Em conjunto, esses dez incidentes também apontam de onde provavelmente virão os próximos avanços: dispositivos vestíveis de monitoramento da frequência cardíaca e biométricos que possam sinalizar riscos cardíacos antes que ocorra um colapso, exames de imagem e diagnósticos mais rápidos em campo para suspeitas de fraturas e o aprimoramento contínuo dos protocolos de retorno ao jogo após traumatismo craniano. À medida que a ciência do esporte e a resposta a emergências continuam a melhorar, a esperança é que menos desses incidentes encerrem carreiras de forma definitiva ou que, quando isso acontecer, tanto os jogadores quanto os clubes estejam mais bem preparados para lidar com o que vem depois — mesmo que a intensidade física, a velocidade e os interesses financeiros do futebol não mostrem sinais de desaceleração.

Perguntas frequentes

Qual é considerada a pior lesão do futebol da história?

A fratura exposta na perna de David Busst, ocorrida em 1996, e a infecção subsequente são amplamente citadas como a pior lesão do futebol, devido à sua gravidade e ao fato de ter encerrado sua carreira.

Qual é a pior lesão no futebol envolvendo um evento cardíaco?

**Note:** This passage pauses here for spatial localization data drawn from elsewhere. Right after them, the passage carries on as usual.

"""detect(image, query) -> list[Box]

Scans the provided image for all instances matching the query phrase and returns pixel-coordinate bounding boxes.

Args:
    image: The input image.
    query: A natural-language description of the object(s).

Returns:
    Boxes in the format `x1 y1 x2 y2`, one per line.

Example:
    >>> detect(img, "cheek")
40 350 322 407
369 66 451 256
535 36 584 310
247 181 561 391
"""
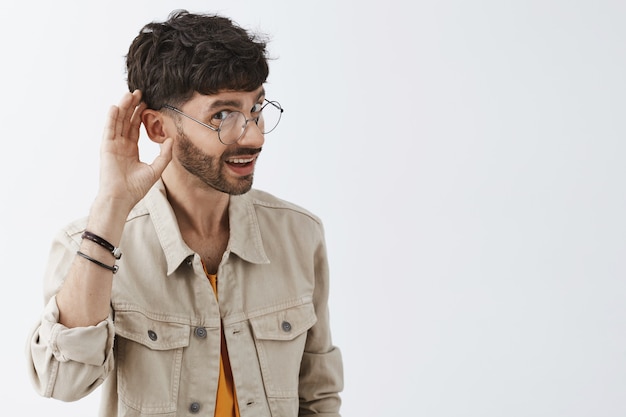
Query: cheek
176 130 225 160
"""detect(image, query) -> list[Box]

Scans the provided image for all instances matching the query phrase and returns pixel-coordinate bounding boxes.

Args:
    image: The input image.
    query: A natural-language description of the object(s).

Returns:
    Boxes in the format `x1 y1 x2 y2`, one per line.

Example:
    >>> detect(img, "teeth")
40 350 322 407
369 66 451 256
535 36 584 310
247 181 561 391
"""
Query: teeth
229 158 253 164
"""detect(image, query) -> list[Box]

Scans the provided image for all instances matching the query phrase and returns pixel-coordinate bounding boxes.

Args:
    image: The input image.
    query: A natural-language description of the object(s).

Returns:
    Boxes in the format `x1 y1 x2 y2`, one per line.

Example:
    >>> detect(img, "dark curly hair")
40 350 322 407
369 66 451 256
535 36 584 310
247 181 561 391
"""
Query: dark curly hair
126 10 270 109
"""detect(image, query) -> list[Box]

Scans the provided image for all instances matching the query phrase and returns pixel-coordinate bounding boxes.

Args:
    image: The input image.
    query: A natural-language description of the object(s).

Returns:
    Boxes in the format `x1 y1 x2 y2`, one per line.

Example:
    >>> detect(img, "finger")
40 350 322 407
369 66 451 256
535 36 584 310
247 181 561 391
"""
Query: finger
112 92 134 139
114 93 133 135
120 90 142 138
149 138 174 177
103 105 120 143
127 102 148 142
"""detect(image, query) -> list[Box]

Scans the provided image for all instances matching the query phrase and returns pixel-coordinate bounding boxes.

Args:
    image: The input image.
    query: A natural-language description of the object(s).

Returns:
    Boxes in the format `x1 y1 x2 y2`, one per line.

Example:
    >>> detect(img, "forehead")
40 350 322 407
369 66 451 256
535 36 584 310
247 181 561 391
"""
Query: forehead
186 86 265 111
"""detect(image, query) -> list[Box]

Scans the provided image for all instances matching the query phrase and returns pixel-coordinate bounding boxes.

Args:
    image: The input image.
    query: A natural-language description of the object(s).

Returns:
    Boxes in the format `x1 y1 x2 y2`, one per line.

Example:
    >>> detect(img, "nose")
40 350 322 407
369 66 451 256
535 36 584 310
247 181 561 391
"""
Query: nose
237 117 265 147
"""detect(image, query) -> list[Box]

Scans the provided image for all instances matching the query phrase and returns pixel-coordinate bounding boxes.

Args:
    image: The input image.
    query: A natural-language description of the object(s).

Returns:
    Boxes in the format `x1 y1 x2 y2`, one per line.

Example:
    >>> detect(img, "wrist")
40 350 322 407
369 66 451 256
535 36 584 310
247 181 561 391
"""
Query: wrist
86 196 133 246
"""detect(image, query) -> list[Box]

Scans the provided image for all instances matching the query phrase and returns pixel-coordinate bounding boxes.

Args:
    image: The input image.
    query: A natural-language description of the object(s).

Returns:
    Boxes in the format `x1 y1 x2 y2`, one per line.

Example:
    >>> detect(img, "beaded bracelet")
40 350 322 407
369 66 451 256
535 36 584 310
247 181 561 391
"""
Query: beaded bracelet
81 231 122 259
76 251 119 273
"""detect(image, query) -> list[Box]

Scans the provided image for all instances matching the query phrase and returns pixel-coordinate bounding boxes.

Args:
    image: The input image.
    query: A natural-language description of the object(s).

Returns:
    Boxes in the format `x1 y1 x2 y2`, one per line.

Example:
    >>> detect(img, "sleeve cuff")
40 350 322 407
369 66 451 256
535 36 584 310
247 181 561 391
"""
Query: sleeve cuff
39 295 114 366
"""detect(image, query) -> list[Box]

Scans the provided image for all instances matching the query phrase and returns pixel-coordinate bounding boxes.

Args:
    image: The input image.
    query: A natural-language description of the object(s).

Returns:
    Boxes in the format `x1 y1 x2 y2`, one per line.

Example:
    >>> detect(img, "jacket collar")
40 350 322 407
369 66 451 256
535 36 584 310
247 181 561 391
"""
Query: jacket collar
142 179 270 276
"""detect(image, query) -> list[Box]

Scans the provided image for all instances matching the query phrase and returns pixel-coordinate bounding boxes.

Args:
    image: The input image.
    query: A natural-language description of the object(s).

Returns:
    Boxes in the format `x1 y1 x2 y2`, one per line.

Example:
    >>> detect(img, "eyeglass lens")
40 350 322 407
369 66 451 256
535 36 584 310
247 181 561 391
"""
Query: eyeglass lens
219 101 282 144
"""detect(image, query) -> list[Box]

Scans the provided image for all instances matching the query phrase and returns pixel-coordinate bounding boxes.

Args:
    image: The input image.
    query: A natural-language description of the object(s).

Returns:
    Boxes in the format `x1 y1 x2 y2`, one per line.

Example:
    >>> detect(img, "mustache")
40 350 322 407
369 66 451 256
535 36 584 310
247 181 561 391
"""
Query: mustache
222 147 262 159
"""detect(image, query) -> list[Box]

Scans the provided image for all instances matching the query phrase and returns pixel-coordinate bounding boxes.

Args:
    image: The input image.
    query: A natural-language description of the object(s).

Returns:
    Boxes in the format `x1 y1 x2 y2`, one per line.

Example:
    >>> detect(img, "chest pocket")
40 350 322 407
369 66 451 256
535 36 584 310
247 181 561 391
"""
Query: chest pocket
250 302 317 399
115 310 190 415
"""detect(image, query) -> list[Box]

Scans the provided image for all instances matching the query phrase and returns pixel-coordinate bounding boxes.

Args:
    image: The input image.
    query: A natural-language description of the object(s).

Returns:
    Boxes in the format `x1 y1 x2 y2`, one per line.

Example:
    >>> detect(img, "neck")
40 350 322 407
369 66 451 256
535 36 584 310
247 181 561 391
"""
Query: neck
162 170 230 238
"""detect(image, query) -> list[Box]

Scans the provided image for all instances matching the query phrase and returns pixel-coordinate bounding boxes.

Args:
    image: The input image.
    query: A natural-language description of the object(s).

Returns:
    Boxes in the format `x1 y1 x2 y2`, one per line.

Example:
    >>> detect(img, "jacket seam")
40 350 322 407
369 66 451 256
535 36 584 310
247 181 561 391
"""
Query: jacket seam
222 295 314 325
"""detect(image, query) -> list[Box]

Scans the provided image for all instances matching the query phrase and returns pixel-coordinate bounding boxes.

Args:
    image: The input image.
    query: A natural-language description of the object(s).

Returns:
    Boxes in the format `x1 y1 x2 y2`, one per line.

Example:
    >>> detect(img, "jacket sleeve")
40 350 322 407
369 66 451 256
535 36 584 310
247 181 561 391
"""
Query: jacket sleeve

A parada cardíaca sofrida por Christian Eriksen em campo, em 2021, durante a Euro 2020, é a emergência cardíaca mais citada no futebol moderno.

Todas as piores lesões no futebol encerram a carreira de um jogador?

Não — Petr Čech e Eduardo da Silva voltaram ao futebol profissional após lesões graves, embora nem sempre tenham atingido o mesmo nível de antes.

Como o futebol mudou por causa desses incidentes?

As emergências cardíacas levaram a um acesso mais amplo a desfibriladores nas margens do campo, enquanto lesões graves na cabeça e nas pernas resultaram em um escrutínio mais rigoroso das técnicas de desarme e da proteção dos goleiros.

As lesões mais graves no futebol são mais comuns em determinadas posições?

Nenhuma posição se destaca — esta lista inclui atacantes, defensores, meio-campistas e um goleiro, mostrando que o risco de lesão abrange todo o campo.

Algum jogador voltou à forma de elite após uma dessas lesões?

Petr Čech é o exemplo mais claro, tendo conquistado títulos importantes após sua fratura no crânio, embora a maioria dos jogadores desta lista tenha visto suas carreiras alteradas significativamente.

O que faz com que uma lesão seja considerada uma das piores da história do futebol?

A gravidade médica, o impacto na carreira e o grau de documentação do incidente são fatores que influenciam a classificação das lesões entre as piores do esporte.